Thank you for the explanation! Have you any thoughts on my second question: > What does cairo-gobject's cairo-1.0.gir provide (or lack)?
I have no idea what cairo-1.0.gir does or if it’s useful at all to PyGObject, maybe someone else can explain.
(In reply to comment #11) > What is lost if one compiles pygobject with --disable-cairo? The lost functionality I know about would be custom drawing in both GTK+ and Clutter: https://developer.gnome.org/gtk3/stable/GtkWidget.html#GtkWidget-draw https://developer.gnome.org/clutter/stable/ClutterCanvas.html#ClutterCanvas-draw I'm sure there is more, but if you aren't using doing custom widget/viewport drawing I'm sure you won't be missing much.
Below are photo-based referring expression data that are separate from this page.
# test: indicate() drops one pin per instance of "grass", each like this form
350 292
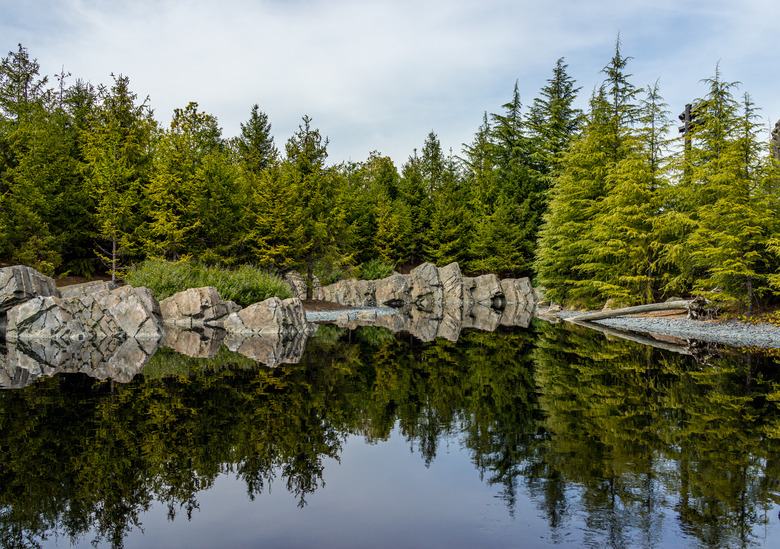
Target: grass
245 285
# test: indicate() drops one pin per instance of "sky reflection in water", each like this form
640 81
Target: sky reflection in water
520 438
Also note that the dependency is only needed for a seperate .so plugin to PyGObject (_gi_cairo.cpython-33m.so) and is packaged separately in debian at least (python-gi-cairo).
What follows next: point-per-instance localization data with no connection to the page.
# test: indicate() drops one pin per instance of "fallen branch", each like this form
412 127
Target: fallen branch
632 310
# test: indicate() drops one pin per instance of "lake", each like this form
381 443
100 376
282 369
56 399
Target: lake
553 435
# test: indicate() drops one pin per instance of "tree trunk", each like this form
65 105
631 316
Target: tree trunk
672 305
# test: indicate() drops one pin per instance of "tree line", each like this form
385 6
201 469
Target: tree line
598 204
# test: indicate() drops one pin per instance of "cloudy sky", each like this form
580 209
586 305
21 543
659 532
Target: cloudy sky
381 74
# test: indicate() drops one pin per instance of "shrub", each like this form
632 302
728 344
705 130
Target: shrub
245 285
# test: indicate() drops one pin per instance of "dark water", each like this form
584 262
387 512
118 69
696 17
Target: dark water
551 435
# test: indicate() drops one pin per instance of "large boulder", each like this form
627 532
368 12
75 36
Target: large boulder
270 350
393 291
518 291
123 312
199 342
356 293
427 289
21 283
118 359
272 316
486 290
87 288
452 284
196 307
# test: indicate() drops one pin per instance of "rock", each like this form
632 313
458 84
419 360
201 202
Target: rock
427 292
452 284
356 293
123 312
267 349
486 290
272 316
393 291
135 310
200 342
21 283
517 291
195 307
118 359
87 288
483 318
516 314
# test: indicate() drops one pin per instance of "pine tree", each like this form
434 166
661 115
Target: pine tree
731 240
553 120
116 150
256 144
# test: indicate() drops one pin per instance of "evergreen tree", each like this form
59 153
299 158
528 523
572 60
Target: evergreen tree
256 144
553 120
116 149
This ticket makes a lot of sense - I've just been porting some code to gtk3 and cairocffi. The situation becomes even more confusing when you start to use 'pgi' as well as being compatible with cairocffi. 'pgi' seems to be compatible with cairocffi, which is great - hopefully we can replace pygoject with it one day - unfortunately it doesn't support all bindings right now, so I need to support pygobject as well. My code has to 1 - detect if using 'gi' 2 - if (1) convert between pycairo contexts and matrixes (for Gtk consumption) in many places. In my ideal world, the pygobject guys would have a hackfest with the 'pgi' guys and get that up to speed and replace pygobject with it (being based on cffi it can work on pypy and other python implementations). In the meantime getting support for cairocffi is sorely needed.
> > I started discussing caching the results of parsing C declarations with the > CFFI developers, to improve the startup time. > > https://bitbucket.org/cffi/cffi/issue/26/ On that bug report it looks like they implemented this in CFFI 1.0: "This is exactly what cffi 1.0 did with its new out-of-line mode (both for ABI and API level)." Which looks like it could resolve the performance issues mentioned above.
I've tried to move things forward for pycairo by doing an external release: https://lists.cairographics.org/archives/cairo/2017-April/027919.html
Proposal to make pygobject depend on the fork: https://mail.gnome.org/archives/desktop-devel-list/2017-April/msg00065.html and for the release team: https://mail.gnome.org/archives/release-team/2017-April/msg00048.html
Created attachment 350067 [details] [review] Bump pycairo requirement to 1.11.1 This requires pycairo from https://pycairo.readthedocs.io/en/latest/ (already updated/included in JHBuild) For more info on the upstream change see: https://lists.cairographics.org/archives/cairo/2017-April/027919.html https://mail.gnome.org/archives/desktop-devel-list/2017-April/msg00065.html This will enable cairo.Region support for all setups and Python versions as well as make moving to Python 3 easier for applications since all APIs provided under Python 2 are available there as well now.